Zum Hauptinhalt springen

Das große Buhlen um Sinan Ogans Wähler

Von Ronald Schönhuber

Politik

Der Nationalist kam bei der Präsidentschaftswahl als Drittplatzierter auf 5,2 Prozent. Ideologisch stehen sich Erdogan und Ogan durchaus nahe.


Hinweis: Der Inhalt dieser Seite wurde vor 1 Jahr in der Wiener Zeitung veröffentlicht. Hier geht's zu unseren neuen Inhalten.

Ankara/Wien. Als im Frühling 2017 das Referendum über die Einführung des Präsidialsystems in der Türkei bevorstand, war Sinan Ogan einer der schärfsten Kritiker. Immer wieder wetterte der nationalistische Politiker gegen das drohende "Ein-Mann-Regime" und warnte davor, Recep Tayyip Erdogan als Staatschef mit noch weitreichenderen Machtbefugnissen auszustatten.

Dass er sich kein Blatt vor den Mund nahm, hatte für Ogan damals nachhaltige Konsequenzen. Parteichef Devlet Bahceli, der einst Ogans Trauzeuge war und sich vor dem Referendum in einer 180-Grad-Kehrtwende auf die Seite Erdogans gestellt hatte, ließ den damals 49-Jährigen aus der MHP werfen. Ogan, der 2011 erstmals als Abgeordneter der ultranationalistschen Partei ins Parlament eingezogen war, war auf einmal politisch heimatlos.

Knapp sechs Jahre später ist es nun ausgerechnet Ogan, der es mit in der Hand hält, ob Erdogan noch einmal weitere fünf Jahre als fast allmächtiger Präsident regieren kann.

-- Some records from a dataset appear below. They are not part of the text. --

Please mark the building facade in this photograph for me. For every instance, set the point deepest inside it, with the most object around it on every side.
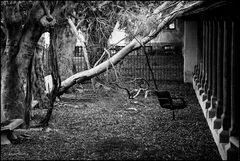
(211, 57)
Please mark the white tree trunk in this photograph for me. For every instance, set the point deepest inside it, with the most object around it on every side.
(179, 9)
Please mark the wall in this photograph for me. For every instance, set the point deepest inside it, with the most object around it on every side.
(190, 49)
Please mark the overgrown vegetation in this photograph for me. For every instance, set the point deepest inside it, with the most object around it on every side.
(88, 126)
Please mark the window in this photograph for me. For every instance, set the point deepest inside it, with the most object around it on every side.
(171, 25)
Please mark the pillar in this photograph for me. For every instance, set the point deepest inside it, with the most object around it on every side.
(212, 110)
(219, 102)
(226, 116)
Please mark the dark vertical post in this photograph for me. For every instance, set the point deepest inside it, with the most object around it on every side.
(219, 103)
(206, 61)
(226, 116)
(212, 110)
(233, 148)
(199, 55)
(209, 70)
(201, 90)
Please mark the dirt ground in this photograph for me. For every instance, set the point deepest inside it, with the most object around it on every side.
(107, 125)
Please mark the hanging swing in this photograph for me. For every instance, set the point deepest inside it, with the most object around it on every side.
(164, 97)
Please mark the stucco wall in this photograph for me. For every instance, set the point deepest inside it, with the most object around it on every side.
(190, 49)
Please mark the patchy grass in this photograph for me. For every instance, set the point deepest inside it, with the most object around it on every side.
(107, 125)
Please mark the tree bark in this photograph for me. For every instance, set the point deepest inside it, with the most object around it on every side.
(38, 85)
(17, 61)
(65, 45)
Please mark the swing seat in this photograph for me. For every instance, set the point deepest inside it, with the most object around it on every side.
(168, 102)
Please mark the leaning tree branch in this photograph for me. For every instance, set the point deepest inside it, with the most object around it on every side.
(133, 45)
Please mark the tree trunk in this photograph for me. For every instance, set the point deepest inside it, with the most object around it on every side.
(134, 44)
(38, 85)
(17, 61)
(65, 45)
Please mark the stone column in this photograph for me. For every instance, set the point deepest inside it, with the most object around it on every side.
(219, 103)
(204, 97)
(209, 70)
(197, 71)
(212, 110)
(233, 147)
(202, 74)
(226, 116)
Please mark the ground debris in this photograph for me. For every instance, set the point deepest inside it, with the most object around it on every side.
(89, 128)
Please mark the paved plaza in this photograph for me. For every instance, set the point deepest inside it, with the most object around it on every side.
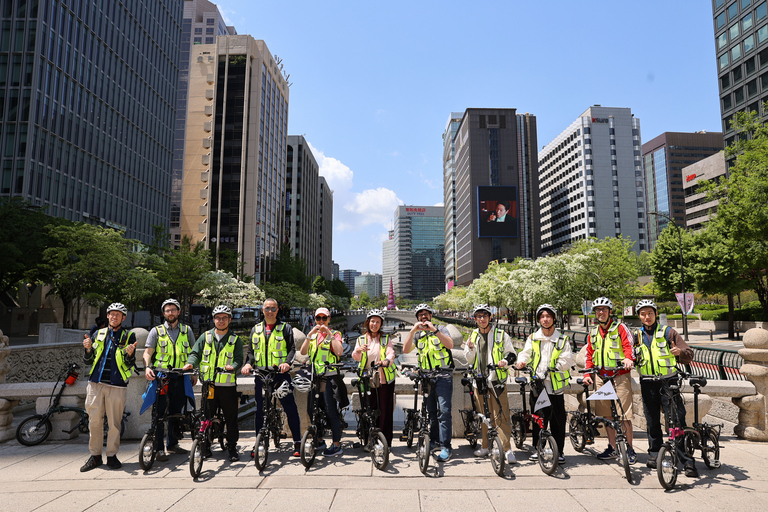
(47, 477)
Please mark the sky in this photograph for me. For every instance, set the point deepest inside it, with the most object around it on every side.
(374, 83)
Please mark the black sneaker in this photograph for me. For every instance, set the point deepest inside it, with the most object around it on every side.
(113, 463)
(93, 462)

Denn sowohl Erdogan als auch sein Herausforderer Kemal Kilicdaroglu sind bei der am 28. Mai stattfindenden Stichwahl um das Präsidentenamt auf die Stimmen des drittplatzierten Ogan angewiesen, der am Sonntag auf knapp 5,2 Prozent kam.

Auf dem Papier stehen die Chancen für Erdogan dabei deutlich besser als für Kilicdaroglu. So muss der Amtsinhaber, auf den am Sonntag 49,5 Prozent der Stimmen entfielen, wohl nicht viel mehr als ein Zehntel der knapp drei Millionen Wähler Ogans überzeugen, um sich im zweiten Durchgang durchzusetzen. Und ideologisch stehen sich Erdogan und Ogan nach wie vor nahe. So spricht der studierte Betriebswirt, der bei der Präsidentschaftswahl als parteiloser Kandidat für ein Bündnis ultranationalistischer Kleinparteien angetreten ist, vor allem wertkonservative und religiöse Türken im anatolischen Hinterland an, die mit Erdogan unzufrieden sind. Im Wahlkampf warb Ogan zudem für eine harte Linie im Umgang mit den rund drei Millionen syrischen Flüchtlingen in der Türkei.

Kurden als rote Linien

Ob Ogan nach all der in den vergangenen Jahren vorgetragenen Kritik an Erdogan eine Wahlempfehlung für den Präsidenten ausspricht, ist aber ungewiss - zumal sich der potenzielle Königsmacher am Tag der Wahl noch bedeckt hielt. "Wir werden uns mit unserer Wählerbasis für unsere Entscheidung in der Stichwahl beraten", sagte Ogan am Montag. Im Interview mit der Nachrichtenagentur Reuters formulierte der Drittplatzierte vom Sonntag allerdings schon erste Bedingungen. "Wir haben bereits jetzt deutlich gemacht, dass der Kampf gegen Terrorismus und das Zurückschicken von Flüchtlingen unsere roten Linien sind", sagte Ogan. Sollte CHP-Chef Kilicdaroglu Zugeständnisse an eine prokurdische Partei machen, könnte dieser auf keinen Fall mit seiner Unterstützung rechnen. Die Kurden-Frage könnte allerdings auch für Erdogan relevant werden. So hat Ogans Parteibündnis vor den Wahlen auch die Zusammenarbeit zwischen der regierenden AKP und der islamistischen Hüda Par kritisiert, die ebenfalls prokurdisch Standpunkte einnimmt.